Evaluator unable to pickle, causing parallelization issues

After PR #358 , Evaluator classes are used to calculate correlation functions. However, these classes cannot be properly pickled due to lack of "reduce" method. This makes it impossible to parallelize MC in separate processes using multiprocessing or Joblib, because the workers in these libraries require all I/O to be picklable.

Note that process-wise parallelization is still desirable even if you have implemented parallel evaluation of correlations, because people would frequently want to parallelize temperatures, chemical potentials, etc.

Current Behavior

Here is the error reported by pytest:

test setup failed
joblib.externals.loky.process_executor._RemoteTraceback: 
"""
Traceback (most recent call last):
  File "C:\Users\66422\PycharmProjects\WFacer\venv\lib\site-packages\joblib\externals\loky\backend\queues.py", line 159, in _feed
    obj_ = dumps(obj, reducers=reducers)
  File "C:\Users\66422\PycharmProjects\WFacer\venv\lib\site-packages\joblib\externals\loky\backend\reduction.py", line 215, in dumps
    dump(obj, buf, reducers=reducers, protocol=protocol)
  File "C:\Users\66422\PycharmProjects\WFacer\venv\lib\site-packages\joblib\externals\loky\backend\reduction.py", line 208, in dump
    _LokyPickler(file, reducers=reducers, protocol=protocol).dump(obj)
  File "C:\Users\66422\PycharmProjects\WFacer\venv\lib\site-packages\joblib\externals\cloudpickle\cloudpickle_fast.py", line 632, in dump
    return Pickler.dump(self, obj)
  File "stringsource", line 2, in smol.utils.cluster.evaluator.ClusterSpaceEvaluator.__reduce_cython__
TypeError: no default __reduce__ due to non-trivial __cinit__
"""

The above exception was the direct cause of the following exception:

initial_document = CeOutputsDocument(project_name='ace-work', cluster_subspace=Cluster Subspace Summary
Basis/Orthogonal/Orthonormal : in...tructures=None, enumerated_matrices=None, enumerated_features=None, undecorated_entries=None, computed_properties=None)

    @pytest.fixture
    def enum_output(initial_document):
>       return enumerate_structures(initial_document)

test_jobs.py:95: 
_ _ _ _ _ _ _ _ _ _ _ _ _ _ _ _ _ _ _ _ _ _ _ _ _ _ _ _ _ _ _ _ _ _ _ _ _ _ _ _
..\WFacer\jobs.py:239: in enumerate_structures
    new_structures, new_sc_matrices, new_features = _enumerate_structures(
..\WFacer\jobs.py:97: in _enumerate_structures
    new_structures, new_sc_matrices, new_features = generate_training_structures(
..\WFacer\enumeration.py:469: in generate_training_structures
    results = par(
..\venv\lib\site-packages\joblib\parallel.py:1944: in __call__
    return output if self.return_generator else list(output)
..\venv\lib\site-packages\joblib\parallel.py:1587: in _get_outputs
    yield from self._retrieve()
..\venv\lib\site-packages\joblib\parallel.py:1691: in _retrieve
    self._raise_error_fast()
..\venv\lib\site-packages\joblib\parallel.py:1726: in _raise_error_fast
    error_job.get_result(self.timeout)
..\venv\lib\site-packages\joblib\parallel.py:735: in get_result
    return self._return_or_raise()
_ _ _ _ _ _ _ _ _ _ _ _ _ _ _ _ _ _ _ _ _ _ _ _ _ _ _ _ _ _ _ _ _ _ _ _ _ _ _ _

self = <joblib.parallel.BatchCompletionCallBack object at 0x00000120EE572220>

    def _return_or_raise(self):
        try:
            if self.status == TASK_ERROR:
>               raise self._result
E               _pickle.PicklingError: Could not pickle the task to send it to the workers.

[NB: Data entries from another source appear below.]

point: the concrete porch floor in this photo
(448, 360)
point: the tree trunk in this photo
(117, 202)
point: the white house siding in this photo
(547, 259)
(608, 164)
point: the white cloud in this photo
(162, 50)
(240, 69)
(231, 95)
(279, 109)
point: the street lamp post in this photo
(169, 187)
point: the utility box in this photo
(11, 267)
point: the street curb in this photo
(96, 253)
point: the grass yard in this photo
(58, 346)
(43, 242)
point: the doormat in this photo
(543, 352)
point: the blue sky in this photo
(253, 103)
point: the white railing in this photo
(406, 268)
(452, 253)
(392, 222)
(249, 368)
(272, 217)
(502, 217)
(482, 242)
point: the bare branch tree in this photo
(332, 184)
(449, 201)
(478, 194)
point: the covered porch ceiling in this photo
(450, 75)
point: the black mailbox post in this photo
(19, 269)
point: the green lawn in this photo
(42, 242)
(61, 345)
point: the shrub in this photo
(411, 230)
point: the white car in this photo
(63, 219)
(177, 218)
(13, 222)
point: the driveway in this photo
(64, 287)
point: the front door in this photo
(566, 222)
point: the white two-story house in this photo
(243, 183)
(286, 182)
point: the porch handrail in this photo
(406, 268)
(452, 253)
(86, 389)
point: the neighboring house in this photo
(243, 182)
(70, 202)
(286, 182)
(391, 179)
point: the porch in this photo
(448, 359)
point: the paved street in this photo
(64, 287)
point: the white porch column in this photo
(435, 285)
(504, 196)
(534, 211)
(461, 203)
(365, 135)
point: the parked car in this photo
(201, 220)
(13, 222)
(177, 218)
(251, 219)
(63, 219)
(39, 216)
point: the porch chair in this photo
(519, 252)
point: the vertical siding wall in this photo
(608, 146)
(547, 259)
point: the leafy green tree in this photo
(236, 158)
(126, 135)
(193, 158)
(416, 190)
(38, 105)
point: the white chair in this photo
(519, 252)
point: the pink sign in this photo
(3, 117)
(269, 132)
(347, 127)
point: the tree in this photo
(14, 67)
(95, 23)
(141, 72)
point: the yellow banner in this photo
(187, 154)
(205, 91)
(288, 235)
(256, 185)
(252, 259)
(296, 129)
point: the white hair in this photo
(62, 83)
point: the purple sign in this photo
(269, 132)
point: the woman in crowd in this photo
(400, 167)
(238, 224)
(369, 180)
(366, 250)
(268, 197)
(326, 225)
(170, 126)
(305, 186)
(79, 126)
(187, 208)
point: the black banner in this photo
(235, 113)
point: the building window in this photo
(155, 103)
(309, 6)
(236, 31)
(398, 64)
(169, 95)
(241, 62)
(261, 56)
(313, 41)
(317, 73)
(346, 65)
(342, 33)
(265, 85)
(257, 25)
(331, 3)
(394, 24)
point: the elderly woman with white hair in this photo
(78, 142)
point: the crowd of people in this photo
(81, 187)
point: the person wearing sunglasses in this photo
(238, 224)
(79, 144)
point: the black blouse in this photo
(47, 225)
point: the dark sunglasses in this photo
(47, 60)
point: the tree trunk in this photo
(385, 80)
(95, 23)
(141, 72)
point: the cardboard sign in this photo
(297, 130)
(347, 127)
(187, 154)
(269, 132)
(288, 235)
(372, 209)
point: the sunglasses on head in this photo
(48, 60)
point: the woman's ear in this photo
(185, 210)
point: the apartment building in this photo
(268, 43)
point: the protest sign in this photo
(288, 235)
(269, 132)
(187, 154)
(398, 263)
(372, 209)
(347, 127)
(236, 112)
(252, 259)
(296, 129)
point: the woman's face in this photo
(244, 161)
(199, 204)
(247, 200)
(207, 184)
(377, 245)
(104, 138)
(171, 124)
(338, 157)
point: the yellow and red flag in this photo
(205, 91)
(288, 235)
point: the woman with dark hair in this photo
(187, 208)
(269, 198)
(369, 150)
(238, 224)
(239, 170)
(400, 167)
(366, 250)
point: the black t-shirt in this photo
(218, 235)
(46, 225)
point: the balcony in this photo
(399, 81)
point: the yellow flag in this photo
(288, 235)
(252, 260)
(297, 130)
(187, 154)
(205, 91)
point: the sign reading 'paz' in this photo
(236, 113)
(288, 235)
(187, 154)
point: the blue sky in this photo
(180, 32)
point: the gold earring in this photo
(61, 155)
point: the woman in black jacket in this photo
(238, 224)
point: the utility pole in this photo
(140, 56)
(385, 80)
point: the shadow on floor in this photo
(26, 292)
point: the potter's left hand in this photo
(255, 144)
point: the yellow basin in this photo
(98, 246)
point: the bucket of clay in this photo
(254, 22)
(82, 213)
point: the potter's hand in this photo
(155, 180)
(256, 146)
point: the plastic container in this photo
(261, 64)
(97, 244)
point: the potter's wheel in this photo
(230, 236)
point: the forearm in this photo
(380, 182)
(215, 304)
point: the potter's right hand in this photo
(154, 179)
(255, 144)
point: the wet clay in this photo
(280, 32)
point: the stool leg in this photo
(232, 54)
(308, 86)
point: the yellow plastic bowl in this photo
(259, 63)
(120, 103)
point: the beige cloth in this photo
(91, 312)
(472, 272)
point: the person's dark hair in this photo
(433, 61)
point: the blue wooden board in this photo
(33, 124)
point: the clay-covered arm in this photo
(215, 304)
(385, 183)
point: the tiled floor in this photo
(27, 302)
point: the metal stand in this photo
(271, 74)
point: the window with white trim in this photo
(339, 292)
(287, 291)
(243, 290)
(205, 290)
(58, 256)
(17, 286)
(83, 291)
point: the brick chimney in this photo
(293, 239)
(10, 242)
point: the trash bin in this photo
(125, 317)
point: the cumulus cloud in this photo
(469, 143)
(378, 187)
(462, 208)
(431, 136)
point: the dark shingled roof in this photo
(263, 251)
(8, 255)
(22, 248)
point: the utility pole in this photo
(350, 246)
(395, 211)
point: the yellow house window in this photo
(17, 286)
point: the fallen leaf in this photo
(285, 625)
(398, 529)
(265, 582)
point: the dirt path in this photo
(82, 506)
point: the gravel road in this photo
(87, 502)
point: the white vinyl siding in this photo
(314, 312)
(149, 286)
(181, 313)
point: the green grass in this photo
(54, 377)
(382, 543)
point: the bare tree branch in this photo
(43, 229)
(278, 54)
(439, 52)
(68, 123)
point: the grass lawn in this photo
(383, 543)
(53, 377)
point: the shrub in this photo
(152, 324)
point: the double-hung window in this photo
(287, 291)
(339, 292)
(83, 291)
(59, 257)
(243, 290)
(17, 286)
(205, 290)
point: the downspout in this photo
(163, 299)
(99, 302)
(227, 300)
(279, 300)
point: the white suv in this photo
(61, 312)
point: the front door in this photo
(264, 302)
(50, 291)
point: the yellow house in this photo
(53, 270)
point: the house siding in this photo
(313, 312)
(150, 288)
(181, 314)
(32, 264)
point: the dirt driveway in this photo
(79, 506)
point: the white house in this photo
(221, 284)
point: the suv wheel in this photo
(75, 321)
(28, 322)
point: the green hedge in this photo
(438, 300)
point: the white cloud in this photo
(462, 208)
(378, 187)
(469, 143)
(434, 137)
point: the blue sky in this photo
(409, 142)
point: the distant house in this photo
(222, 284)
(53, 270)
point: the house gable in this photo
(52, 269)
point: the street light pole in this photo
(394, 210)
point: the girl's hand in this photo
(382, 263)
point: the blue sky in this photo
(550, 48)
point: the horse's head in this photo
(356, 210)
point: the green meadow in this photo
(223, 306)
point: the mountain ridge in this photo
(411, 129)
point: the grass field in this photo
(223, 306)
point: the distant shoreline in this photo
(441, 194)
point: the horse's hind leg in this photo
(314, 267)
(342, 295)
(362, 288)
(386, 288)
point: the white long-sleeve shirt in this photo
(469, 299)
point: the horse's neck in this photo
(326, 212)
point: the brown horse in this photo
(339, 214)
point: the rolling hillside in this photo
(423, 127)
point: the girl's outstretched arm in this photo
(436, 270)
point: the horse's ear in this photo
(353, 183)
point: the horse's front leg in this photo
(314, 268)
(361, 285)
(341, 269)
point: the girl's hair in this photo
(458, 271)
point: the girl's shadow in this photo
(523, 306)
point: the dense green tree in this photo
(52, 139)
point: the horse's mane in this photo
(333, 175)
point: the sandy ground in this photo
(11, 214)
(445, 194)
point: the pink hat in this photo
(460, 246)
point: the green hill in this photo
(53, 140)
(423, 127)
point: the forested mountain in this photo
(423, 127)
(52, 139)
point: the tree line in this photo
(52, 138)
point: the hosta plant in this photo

..\venv\lib\site-packages\joblib\parallel.py:753: PicklingError

The cython class ClusterSpaceEvaluator does not have a reduce method.

Possible Solution

Implement a reduce method for all added cython classes in smol.util and test out process-wise parallelization again.

Steps to Reproduce

The problematic codes:

def generate_training_structures(
    ce,
    enumerated_matrices,
    enumerated_counts,
    previous_sampled_structures=None,
    previous_feature_matrix=None,
    keep_ground_states=True,
    num_structs=60,
    mc_generator_kwargs=None,
    n_parallel=None,
    duplicacy_criteria="correlations",
    **kwargs,
):
    """Generate training structures at the first iteration.

    Args:
        ce(ClusterExpansion):
            ClusterExpansion object initialized as null. If charge decorated,
            will contain an ewald contribution at 100%
        enumerated_matrices(list[3*3 ArrayLike[int]]):
            Previously enumerated supercell matrices. Must be the same super-cell
            size.
        enumerated_counts(list[1D ArrayLike]):
            Previously enumerated compositions in "counts" format. Must fit in
            the super-cell size.
            Note: Different super-cell sizes not supported!
        previous_sampled_structures(list[Structure]): optional
            Sample structures already calculated in past iterations.
            If given, that means you will add structures to an existing
            training set.
        previous_feature_matrix(list[list[[float]]): optional
            Correlation vectors of structures already calculated in past iterations.
        keep_ground_states(bool): optional
            Whether always to include the electrostatic ground states.
            Default to True.
        num_structs(int): optional
            Number of training structures to add at the iteration.
            At least 2~3 structures should be enumerated for each composition.
            And it is recommended that num_structs_init * 10 > 2 *
            len(supercell_and_counts).
            Default is 60.
        mc_generator_kwargs(dict): optional
            Keyword arguments for McSampleGenerator, except num_samples.
            Note: currently only support Canonical.
        n_parallel(int): optional
            Number of generators to run in parallel. Default is to use
            a quarter of cpu count.
        duplicacy_criteria(str):
            The criteria when to consider two structures as the same and
            old to add one of them into the candidate training set.
            Default is "correlations", which means to assert duplication
            if two structures have the same correlation vectors. While
            "structure" means two structures must be symmetrically equivalent
            after being reduced. No other option is allowed.
            Note that option "structure" might be significantly slower since
            it has to attempt reducing every structure to its primitive cell
            before matching. It should be used with caution.
        kwargs:
            Keyword arguments for utils.selection.select_initial_rows.
    Returns:
        list[Structure], list[3*3 list[list[int]]], list[list[float]]:
            Initial training structures, super-cell matrices,
            and normalized correlation vectors.
    """
    mc_generator_args = mc_generator_kwargs or {}
    n_parallel = n_parallel or min(cpu_count() // 4, len(enumerated_counts))
    if n_parallel == 0:
        if cpu_count() // 4 == 0:
            warn(
                f"Number of CPUs found on the executing environment: {cpu_count()} might"
                f" not be enough for parallelization! Setting parallel processes to 1."
            )
            n_parallel = 1

    previous_sampled_structures = previous_sampled_structures or []
    previous_feature_matrix = np.array(previous_feature_matrix).tolist() or []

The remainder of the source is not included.